Em ambas as amostras, os leitores típico tinha leitura relacionada significativamente maior pontuação e mais precisas de desempenho na tarefa de rima-julgamento do que os dois outros grupos. E não houve diferenças significativas entre os dois grupos com leitura deficiente. Em outras palavras, Hoeft demonstrou que a dislexia e QI não não possuem correlação alguma, e que o manual para transtornos mentais deve ser reescrito.
Esta pesquisa atualiza uma pesquisa publicada em 2009, onde cientistas de YALE traçavam um panorama que buscava uma correlação entre a dislexia e o QI. É uma maravilha ver a Ciência se atualizar assim, não é mesmo? A equipe apontam que esses e outros achados indicam que, qualquer criança com dificuldade de leitura, independentemente do seu nível geral de habilidades cognitivas (QI), devem ser incentivados a procurar intervenção na leitura.
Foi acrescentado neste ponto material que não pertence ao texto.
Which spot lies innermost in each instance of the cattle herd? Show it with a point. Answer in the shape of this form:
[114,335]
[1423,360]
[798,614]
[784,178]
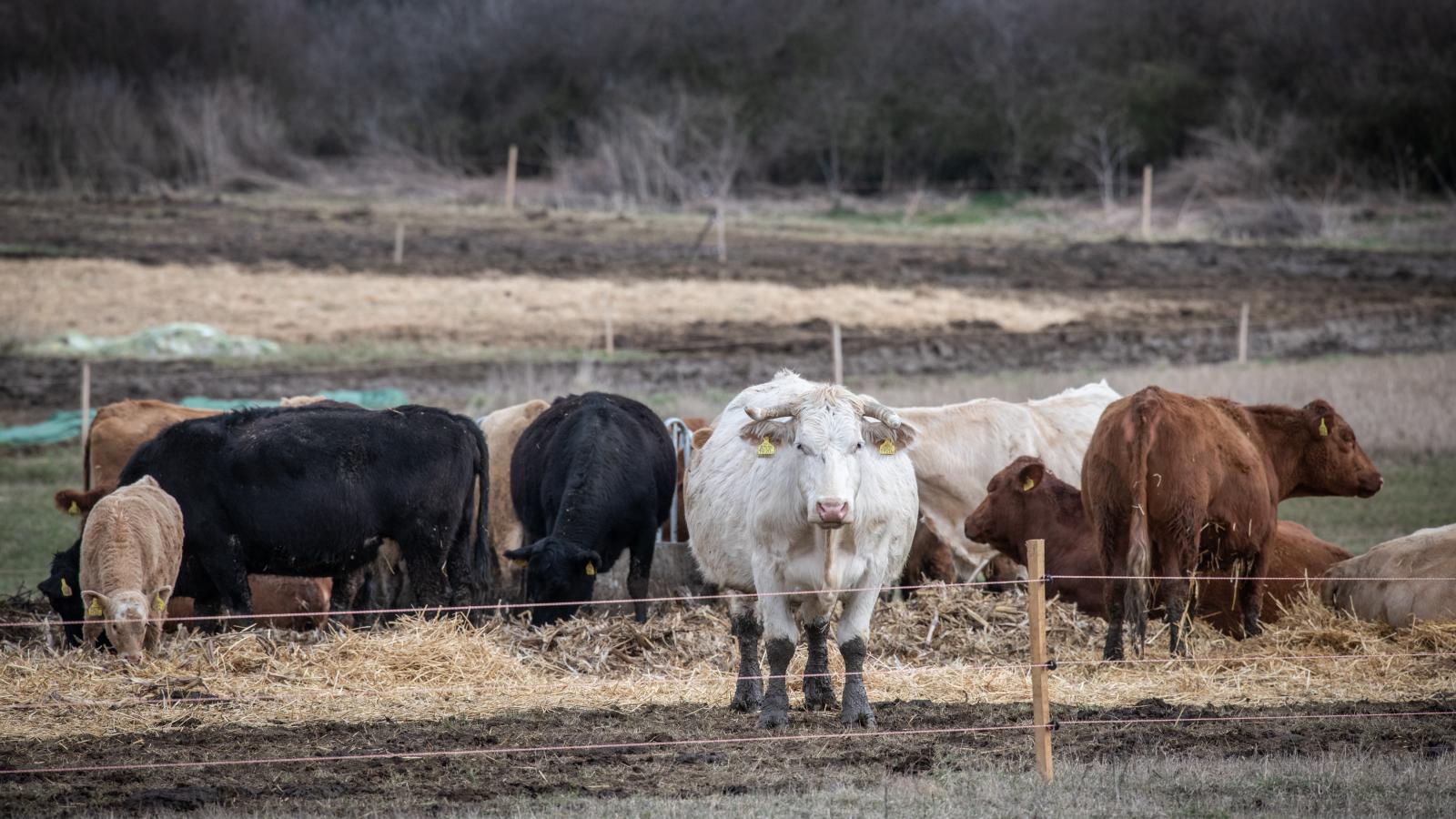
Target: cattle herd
[798,499]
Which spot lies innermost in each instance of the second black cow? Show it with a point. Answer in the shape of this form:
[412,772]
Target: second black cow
[590,479]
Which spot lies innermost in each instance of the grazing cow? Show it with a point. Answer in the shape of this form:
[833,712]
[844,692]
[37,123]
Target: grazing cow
[590,479]
[296,603]
[804,496]
[1171,482]
[1416,581]
[313,491]
[1026,500]
[963,445]
[502,429]
[131,551]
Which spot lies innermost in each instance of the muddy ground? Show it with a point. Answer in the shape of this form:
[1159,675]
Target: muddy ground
[684,770]
[1305,300]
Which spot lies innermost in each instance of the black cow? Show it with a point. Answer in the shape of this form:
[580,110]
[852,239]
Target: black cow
[593,475]
[312,491]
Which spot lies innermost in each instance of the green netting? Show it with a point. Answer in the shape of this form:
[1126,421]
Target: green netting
[67,423]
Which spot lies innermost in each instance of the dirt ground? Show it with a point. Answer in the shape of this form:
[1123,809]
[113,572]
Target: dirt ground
[426,783]
[528,292]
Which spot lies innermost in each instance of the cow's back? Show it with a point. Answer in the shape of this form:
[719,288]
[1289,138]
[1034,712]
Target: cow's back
[1410,581]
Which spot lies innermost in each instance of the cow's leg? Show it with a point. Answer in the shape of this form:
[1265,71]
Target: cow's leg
[640,570]
[746,627]
[854,632]
[819,688]
[1114,589]
[783,637]
[1251,592]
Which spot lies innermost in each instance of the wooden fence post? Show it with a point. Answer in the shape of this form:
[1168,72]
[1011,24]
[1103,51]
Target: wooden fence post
[1148,203]
[837,347]
[1037,622]
[510,179]
[1244,334]
[85,421]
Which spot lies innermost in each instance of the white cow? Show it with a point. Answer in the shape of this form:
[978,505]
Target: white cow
[965,445]
[803,494]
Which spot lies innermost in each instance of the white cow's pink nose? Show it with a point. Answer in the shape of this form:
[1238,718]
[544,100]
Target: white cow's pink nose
[832,511]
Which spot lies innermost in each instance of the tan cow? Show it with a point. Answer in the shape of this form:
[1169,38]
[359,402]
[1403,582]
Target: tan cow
[502,429]
[1416,581]
[131,551]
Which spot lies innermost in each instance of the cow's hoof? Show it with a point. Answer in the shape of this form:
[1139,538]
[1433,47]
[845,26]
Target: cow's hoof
[819,694]
[859,717]
[774,717]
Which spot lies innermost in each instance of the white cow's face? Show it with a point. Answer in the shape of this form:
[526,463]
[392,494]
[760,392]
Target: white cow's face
[827,442]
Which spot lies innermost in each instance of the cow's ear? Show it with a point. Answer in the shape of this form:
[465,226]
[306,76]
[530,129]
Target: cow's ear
[885,439]
[776,433]
[1031,477]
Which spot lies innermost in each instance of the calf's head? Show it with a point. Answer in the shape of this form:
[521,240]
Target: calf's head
[1018,504]
[558,576]
[1331,460]
[826,439]
[123,615]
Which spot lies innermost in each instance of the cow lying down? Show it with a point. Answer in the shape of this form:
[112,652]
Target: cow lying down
[1026,500]
[131,551]
[1416,573]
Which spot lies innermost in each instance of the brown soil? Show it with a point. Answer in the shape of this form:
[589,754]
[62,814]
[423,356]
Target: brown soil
[688,770]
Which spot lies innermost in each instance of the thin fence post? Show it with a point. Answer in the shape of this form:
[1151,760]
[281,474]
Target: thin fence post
[1037,622]
[1244,334]
[836,343]
[85,421]
[510,179]
[1148,203]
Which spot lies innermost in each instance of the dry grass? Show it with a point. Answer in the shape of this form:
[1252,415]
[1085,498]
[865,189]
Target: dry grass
[434,669]
[283,303]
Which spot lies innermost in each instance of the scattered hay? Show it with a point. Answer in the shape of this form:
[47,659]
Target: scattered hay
[430,669]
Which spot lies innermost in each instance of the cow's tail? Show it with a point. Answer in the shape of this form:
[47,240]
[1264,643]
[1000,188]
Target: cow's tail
[1139,544]
[482,559]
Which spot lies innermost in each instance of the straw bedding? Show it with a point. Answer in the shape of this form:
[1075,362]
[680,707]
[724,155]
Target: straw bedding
[935,646]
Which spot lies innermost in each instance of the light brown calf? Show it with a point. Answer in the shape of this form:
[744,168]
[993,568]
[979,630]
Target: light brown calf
[131,550]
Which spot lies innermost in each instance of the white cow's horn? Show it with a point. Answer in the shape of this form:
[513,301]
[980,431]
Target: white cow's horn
[881,413]
[781,411]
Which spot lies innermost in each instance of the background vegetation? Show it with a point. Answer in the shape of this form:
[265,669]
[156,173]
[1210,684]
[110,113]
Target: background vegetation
[677,101]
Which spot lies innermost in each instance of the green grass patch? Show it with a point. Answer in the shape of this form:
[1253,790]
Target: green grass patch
[1420,491]
[31,528]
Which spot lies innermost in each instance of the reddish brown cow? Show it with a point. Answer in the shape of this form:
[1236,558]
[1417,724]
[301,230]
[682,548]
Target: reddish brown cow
[1164,468]
[1026,500]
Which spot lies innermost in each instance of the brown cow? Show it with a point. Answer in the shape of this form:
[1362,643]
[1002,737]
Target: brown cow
[1164,468]
[278,601]
[681,537]
[1026,500]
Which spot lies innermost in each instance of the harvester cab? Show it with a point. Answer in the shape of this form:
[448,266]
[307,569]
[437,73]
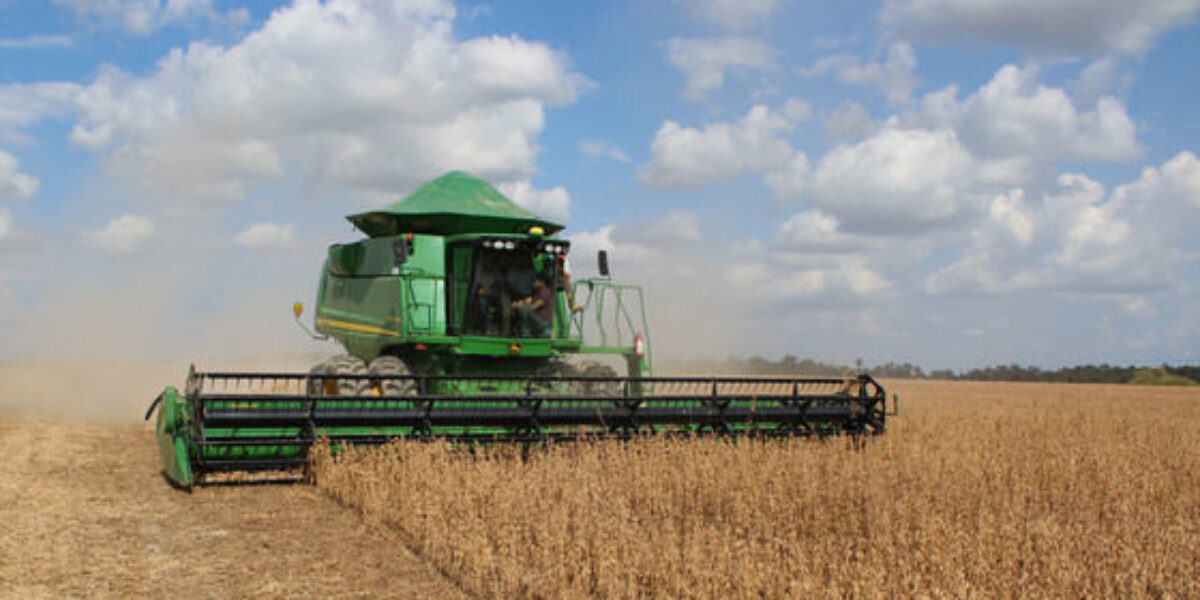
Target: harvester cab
[460,319]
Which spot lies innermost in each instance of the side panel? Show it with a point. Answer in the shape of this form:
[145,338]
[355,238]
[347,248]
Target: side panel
[371,300]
O trabalho não se propôs a achar uma cura ou mesmo um tratamento para a dislexia. Ele visa entender o que acontece no cérebro durante o ato de ler por parte de crianças que apresentam quadro de deficiência de leitura. Alguns podem associar isso a TDAH, mas só alguém bem idiota fará isso (maioria dos psicopedarretardados). O estudo ainda prosseguirá e muitas outras descobertas deverão ser feitas. Com isso, a melhoria no tratamento e no reconhecimento do problema o mais cedo possível minimizará eventuais transtornos no proxcesso ensino-aprendizado dessas crianças.
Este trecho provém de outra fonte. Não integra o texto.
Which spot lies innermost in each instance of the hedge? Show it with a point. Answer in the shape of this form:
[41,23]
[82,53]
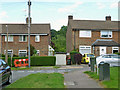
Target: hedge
[72,54]
[43,61]
[36,60]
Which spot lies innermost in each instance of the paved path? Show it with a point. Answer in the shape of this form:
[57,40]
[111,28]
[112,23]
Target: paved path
[77,79]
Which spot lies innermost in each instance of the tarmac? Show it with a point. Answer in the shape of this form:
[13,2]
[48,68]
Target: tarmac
[77,79]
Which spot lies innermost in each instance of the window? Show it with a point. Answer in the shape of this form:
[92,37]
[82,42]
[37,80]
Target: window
[10,52]
[38,52]
[37,38]
[22,53]
[106,34]
[85,49]
[85,33]
[10,38]
[115,49]
[22,38]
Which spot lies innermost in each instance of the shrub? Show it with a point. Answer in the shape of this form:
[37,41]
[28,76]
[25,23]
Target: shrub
[72,54]
[43,61]
[117,53]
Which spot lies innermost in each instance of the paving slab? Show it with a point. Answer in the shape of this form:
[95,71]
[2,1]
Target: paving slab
[77,79]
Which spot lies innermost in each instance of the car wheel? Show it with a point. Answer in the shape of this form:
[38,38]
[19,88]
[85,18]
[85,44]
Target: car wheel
[9,79]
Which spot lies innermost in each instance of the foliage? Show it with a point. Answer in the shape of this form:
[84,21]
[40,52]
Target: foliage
[72,54]
[117,53]
[43,61]
[78,58]
[40,80]
[113,82]
[58,39]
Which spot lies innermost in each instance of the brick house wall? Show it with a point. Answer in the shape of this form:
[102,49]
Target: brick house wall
[42,46]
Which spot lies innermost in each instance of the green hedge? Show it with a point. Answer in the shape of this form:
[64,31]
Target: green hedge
[43,61]
[9,60]
[36,60]
[72,53]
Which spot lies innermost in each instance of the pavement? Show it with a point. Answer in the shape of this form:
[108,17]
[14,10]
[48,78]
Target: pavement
[73,75]
[77,79]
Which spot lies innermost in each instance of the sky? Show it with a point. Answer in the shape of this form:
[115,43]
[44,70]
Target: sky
[56,12]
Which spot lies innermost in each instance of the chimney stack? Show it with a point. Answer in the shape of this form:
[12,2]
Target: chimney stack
[27,20]
[70,17]
[108,18]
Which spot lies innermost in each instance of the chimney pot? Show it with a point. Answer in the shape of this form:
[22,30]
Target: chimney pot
[108,18]
[27,20]
[70,17]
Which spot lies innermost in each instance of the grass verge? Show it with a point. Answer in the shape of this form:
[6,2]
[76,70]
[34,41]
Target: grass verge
[112,83]
[40,80]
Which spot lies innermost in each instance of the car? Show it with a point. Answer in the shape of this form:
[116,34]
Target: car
[86,57]
[5,73]
[112,59]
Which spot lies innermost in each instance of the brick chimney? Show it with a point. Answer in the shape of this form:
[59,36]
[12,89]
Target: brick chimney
[70,17]
[108,18]
[27,20]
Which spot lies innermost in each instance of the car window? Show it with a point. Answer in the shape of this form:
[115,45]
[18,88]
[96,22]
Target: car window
[90,55]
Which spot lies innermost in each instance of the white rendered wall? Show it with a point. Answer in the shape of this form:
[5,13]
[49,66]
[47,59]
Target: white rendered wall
[60,59]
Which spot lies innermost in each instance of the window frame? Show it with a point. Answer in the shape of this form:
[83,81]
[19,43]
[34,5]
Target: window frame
[22,38]
[37,36]
[83,31]
[9,38]
[108,31]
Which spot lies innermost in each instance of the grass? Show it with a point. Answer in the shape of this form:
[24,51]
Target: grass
[40,80]
[31,68]
[112,83]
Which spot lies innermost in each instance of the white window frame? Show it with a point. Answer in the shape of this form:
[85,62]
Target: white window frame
[85,31]
[22,38]
[9,37]
[115,48]
[38,37]
[38,51]
[85,47]
[108,31]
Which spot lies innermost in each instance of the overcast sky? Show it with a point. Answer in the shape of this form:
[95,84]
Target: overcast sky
[56,12]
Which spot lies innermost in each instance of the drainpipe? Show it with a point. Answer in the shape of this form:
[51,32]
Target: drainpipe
[74,40]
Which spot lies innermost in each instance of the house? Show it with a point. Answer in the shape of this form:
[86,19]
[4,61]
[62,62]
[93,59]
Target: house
[93,36]
[18,38]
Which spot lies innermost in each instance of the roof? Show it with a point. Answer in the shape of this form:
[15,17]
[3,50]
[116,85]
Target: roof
[103,42]
[22,28]
[93,24]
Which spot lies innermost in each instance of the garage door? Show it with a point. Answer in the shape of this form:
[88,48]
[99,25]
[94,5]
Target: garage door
[85,49]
Fonte: Press Release da Association for Psychological Science

É realmente fascinante como a ciência não mede esforços para corrigir-se em busca do correto, pelo menos podemos depositar a confiança em algo afinal.
Em relação aos psicopedarretardados, não vejo surpresa em ver bobagens deles e de qualquer pessoa, olhar a quantidade de comentários aqui mesmo do Ceticismo. net já demonstra que o povão não se interessa por coisas realimente importantes, pelo menos para mim.
CurtirCurtir
Não sei porque, mas esperava isso. Existe uma diferença muito grande entre dilexia e burrice mesmo. Teste de QI é uma bobagem mesmo (apesar de ter medido o meu: deu 114, não me animei porque isso indica que não dou gênio, mas também não sou nenhuma toupeira).
CurtirCurtir
Agora eu entendo porque meu colégio era tão ditador em termos de que notas significam inteligência e competência por parte do aluno.
E fico feliz com a descoberta da pesquisa. Esse progresso na ciência será ótimo para evitar que outras crianças cresçam sofrendo com professores incapacitados de reconhecer a doença ou sem estrutura para trabalhar com ela.
Isso tudo porque dislexia deixa de ser sinônimo para falta de interesse do aluno ou medição de QI.